I’m still working 30 hours each week, and while it can be stressful, I actually excel in this job and it is my only outlet for interacting with other people and for feeling like a “person”. Maybe it’s hard for anyone to grasp why or how I would NOT feel like a person, but after 7 years of care-giving and submitting myself to that role – that is how it feels sometimes. For sure, my feminine person is buried deep within my person. I hardly think about what I put on, rarely shop or buy clothes, don’t have anyplace to go which requires “dressing up” or looking special.
Lest I depress any reader, let me move on for a bit to more positive realities. I am thankful for many things. Maybe I will just list those:
My home – that we have been able to stay there, keep the house fairly well-maintained and paid for.

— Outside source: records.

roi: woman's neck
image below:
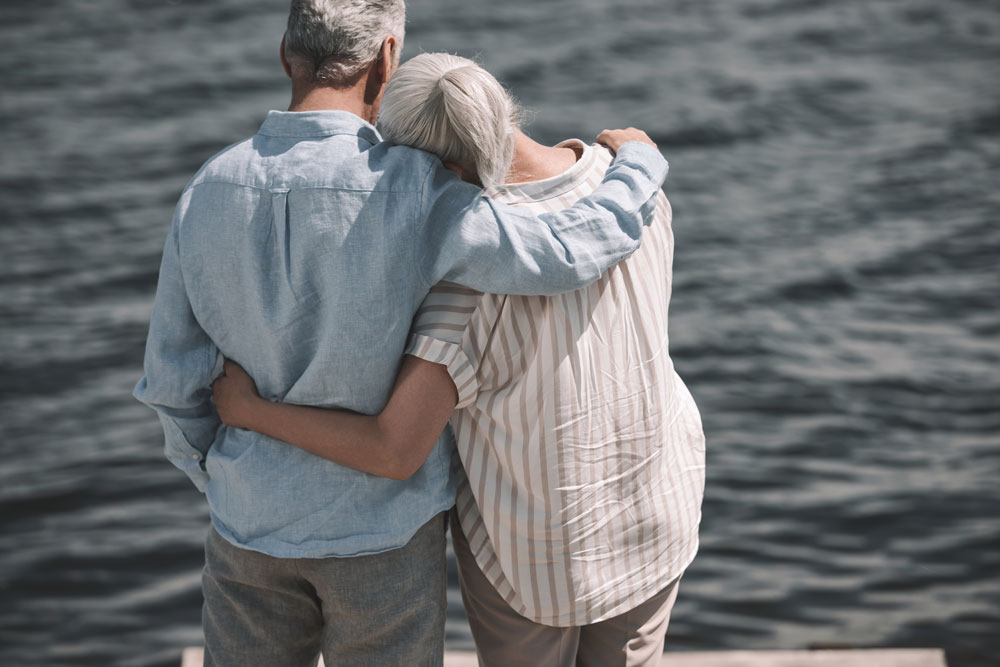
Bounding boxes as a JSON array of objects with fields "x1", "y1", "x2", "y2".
[{"x1": 506, "y1": 130, "x2": 582, "y2": 185}]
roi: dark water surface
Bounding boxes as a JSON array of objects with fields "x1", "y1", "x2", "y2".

My children – they are a constant source of support even while they grapple with the loss of their father….and let me diverge here for a moment….in all reality, they have lost their father and I have lost my husband. For Tom was the ultimate father in terms of unconditional love and support for both Paul and Stephanie. His love is still there, but that precious interaction they used to share…and looked forward to…has been almost taken away. I can see in his eyes, and sometimes he is able to express, that he just adores them still, but they miss the dad they knew and have had to adjust to their father as he is.
At another time, I will talk about my own loss of my husband and friend.